Geleneksel medyanın maruz kaldığı alenî veya üstü kapalı sansür, mobbing ve baskı, çalışanlarda bilinçli ya da otomatik yaratılmış işten atılma korkusu, yazarların aldığı tehditler..vb. huzursuzluklarla liste uzayıp gidiyor. Gezi olayları sırasında yayınlanan penguen belgeselleri, rüşvet skandalları gündemdeyken izlettirilen hayvanat bahçesindeki yavru pandalar, önceki cümledeki her şeyin kanıtı niteliğinde.
“İleri demokrasi ile işleyen ülkemizde yeni şeyler değil ki”leri duyar gibi oldum; yeni kısmı ekliyorum: Dezenformasyon.
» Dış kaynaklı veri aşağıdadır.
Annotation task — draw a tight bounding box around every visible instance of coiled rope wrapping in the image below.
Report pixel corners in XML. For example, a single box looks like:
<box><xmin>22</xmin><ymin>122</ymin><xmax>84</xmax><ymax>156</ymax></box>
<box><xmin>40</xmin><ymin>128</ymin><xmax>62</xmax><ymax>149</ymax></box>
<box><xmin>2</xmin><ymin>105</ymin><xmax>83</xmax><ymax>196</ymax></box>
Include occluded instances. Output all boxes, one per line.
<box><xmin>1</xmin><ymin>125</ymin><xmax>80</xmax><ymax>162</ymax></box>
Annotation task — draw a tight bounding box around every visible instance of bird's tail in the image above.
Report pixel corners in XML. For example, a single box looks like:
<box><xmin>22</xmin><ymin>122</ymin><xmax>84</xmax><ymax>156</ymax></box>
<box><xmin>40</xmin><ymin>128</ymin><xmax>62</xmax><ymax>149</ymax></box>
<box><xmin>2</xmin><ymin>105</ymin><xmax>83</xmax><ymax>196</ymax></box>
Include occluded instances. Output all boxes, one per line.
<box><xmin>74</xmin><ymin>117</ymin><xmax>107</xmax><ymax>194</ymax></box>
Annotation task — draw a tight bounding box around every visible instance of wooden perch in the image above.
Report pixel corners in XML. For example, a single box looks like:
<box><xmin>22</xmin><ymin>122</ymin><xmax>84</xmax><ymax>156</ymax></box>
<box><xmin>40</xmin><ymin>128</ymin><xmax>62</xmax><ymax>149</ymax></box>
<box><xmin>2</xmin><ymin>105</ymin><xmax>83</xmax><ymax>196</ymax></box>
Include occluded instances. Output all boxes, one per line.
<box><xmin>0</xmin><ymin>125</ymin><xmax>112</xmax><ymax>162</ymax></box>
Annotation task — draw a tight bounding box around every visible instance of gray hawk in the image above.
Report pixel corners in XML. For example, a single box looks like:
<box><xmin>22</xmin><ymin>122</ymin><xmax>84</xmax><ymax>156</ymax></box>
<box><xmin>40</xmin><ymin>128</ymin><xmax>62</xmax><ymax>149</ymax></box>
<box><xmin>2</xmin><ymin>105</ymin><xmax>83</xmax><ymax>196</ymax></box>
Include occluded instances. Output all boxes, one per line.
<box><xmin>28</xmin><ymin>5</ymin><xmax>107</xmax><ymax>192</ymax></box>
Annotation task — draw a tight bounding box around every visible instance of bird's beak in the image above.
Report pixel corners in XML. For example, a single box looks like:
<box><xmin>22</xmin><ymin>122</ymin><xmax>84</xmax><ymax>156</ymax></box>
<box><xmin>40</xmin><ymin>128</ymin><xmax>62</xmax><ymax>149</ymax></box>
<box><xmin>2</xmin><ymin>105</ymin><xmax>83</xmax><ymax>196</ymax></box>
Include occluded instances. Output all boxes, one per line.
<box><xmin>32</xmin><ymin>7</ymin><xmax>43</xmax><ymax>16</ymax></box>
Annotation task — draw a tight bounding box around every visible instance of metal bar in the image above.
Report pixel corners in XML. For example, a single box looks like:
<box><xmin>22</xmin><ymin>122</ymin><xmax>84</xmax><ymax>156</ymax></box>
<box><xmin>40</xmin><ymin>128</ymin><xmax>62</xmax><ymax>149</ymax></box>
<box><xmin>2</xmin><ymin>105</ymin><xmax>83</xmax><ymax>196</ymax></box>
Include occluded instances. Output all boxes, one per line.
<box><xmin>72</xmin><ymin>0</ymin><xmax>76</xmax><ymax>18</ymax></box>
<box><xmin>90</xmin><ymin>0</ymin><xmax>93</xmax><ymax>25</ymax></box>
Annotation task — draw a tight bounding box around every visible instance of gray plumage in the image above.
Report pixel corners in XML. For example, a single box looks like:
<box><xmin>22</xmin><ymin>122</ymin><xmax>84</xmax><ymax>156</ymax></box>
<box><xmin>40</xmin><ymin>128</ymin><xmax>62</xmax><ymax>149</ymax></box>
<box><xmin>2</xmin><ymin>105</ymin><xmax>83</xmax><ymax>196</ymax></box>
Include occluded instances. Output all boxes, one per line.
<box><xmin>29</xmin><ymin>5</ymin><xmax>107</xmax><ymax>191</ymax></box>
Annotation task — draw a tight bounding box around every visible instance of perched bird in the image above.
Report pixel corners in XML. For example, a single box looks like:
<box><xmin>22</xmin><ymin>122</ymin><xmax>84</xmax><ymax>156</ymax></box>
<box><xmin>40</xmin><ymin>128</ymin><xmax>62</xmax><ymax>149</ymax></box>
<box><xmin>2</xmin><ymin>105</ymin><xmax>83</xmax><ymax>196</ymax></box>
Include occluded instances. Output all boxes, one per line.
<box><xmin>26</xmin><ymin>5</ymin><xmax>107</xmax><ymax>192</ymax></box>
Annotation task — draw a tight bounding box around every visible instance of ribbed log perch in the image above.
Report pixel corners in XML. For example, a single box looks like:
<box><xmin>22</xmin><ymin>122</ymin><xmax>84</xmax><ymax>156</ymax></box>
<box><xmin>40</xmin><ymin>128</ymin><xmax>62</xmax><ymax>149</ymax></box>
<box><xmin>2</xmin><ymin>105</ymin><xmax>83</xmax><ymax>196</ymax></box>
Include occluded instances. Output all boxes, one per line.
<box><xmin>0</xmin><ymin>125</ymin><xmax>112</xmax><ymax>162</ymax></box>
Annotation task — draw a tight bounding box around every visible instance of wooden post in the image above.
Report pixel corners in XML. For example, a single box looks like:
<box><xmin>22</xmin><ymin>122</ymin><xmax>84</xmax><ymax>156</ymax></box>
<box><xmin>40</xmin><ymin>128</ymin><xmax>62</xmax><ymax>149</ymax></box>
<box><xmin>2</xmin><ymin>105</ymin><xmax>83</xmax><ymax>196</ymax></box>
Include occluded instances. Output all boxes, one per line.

Kişisel paylaşım sitelerinin birer medya organı gibi hareket etmesi ile; sosyal medyanın hayatımızdaki yeri, asla eski haline gelmeyecek biçimde değişti. TV kanalların fark yaratmak, interaktif iletişimi artırmak gibi sebeplerle her ekrana #Hashtag yerleştirmesi artık beklenenler arasında.
Sosyal medyanın 'İlkokul arkadaşım boşanmış!' gıybetinden çok; artık bir haber paylaşım, bilgi güncelleme amacı olduğu malûmunuz. Medyanın kontrol altında tutulup 'havuz'a atıldığı günümüzde, endişelerimiz de evrim geçiriyor: Sosyal medyada gördüğümüz, kullanıcı bazlı yüklenebilen haberler ne kadar doğru? Bunu çok duyuyoruz zaten; ama sebebi pek de keyfi, manipülatif veya dış ‘mihraklar’ yerine demokrasiyi fazla ileri taşıyıp; onu haber yap, bunu yapma denilmesi şüphesiz.
Kural mantığından uzak; baskıcı yasakların her zaman arzu ve direnç yarattığı üzere, medyanın yaşadığı sorunlar, dijital/sosyal medyanın doğal seyrinden farklı evrilmesine; haberleşme sistemlerinin yerini almaya devam edecek. Yalnız bu tehlike hepimiz için. Artık yeri geliyor yanında mavi onay işareti olmayan çoklu açılmış yazarlar/ünlüler/akademisyenler görüyor ve hangisini takip edeceğimizi şaşırabiliyoruz. Şaşırmayı geçtim, parodi ünlü hesaplarını gerçek kişilere ait olduğunu düşünenler bile var. Ünlü bir tarihçinin fotoğrafını alıp spekülatif bir haber başlığı ile birleştirdiniz mi, alın size dezenformasyon. Bu süreç böylece sürüp gidecek zira sosyal medyada açılan [blog dahil] hesapların kontrolsüz ve geometrik hızla artışı, kontrol eden kişilerin belirsiz kimliği..vb. blöf oynamak gibi. Haber blogu açıp ilk haberlerinizi hep en bilinenlerden/güncel ve doğru seçerseniz, sonraki kaynağı bilinmeyen haberleriniz bile güvenilir görünür. Bu noktada güvenilirlik/marka bilinirliği anlamında sosyal medya, geleneksel medyadan çok ciddi farklar gösterir.
Kaçınılmaz son olarak güven kaybı yaşayan bizler, güncel olayları sosyal medyadan takip etmek zorunda kalıyoruz. Tabii bu da sağlıklı bir yöntem olmaktan çıkıyor zirâ sosyal medya algoritmaları bizim sevdiğimiz başlıklara göre seçimler yapmaya başladı bile.
Toplumun güveni kaybolmaya; medya ise 'Türk gençlerini topluma en yararlı olabilecekleri çağlarda ne kadar aptallaştırabildik?’ programlarına devam ettikçe, IQ seviyelerimiz düşmeye, yaratıcılığımız kaybolmaya, toplumsal bilinç [çünkü toplumsal bilinç ülkemizde çok yüksektir!] yok olmaya devam edecek.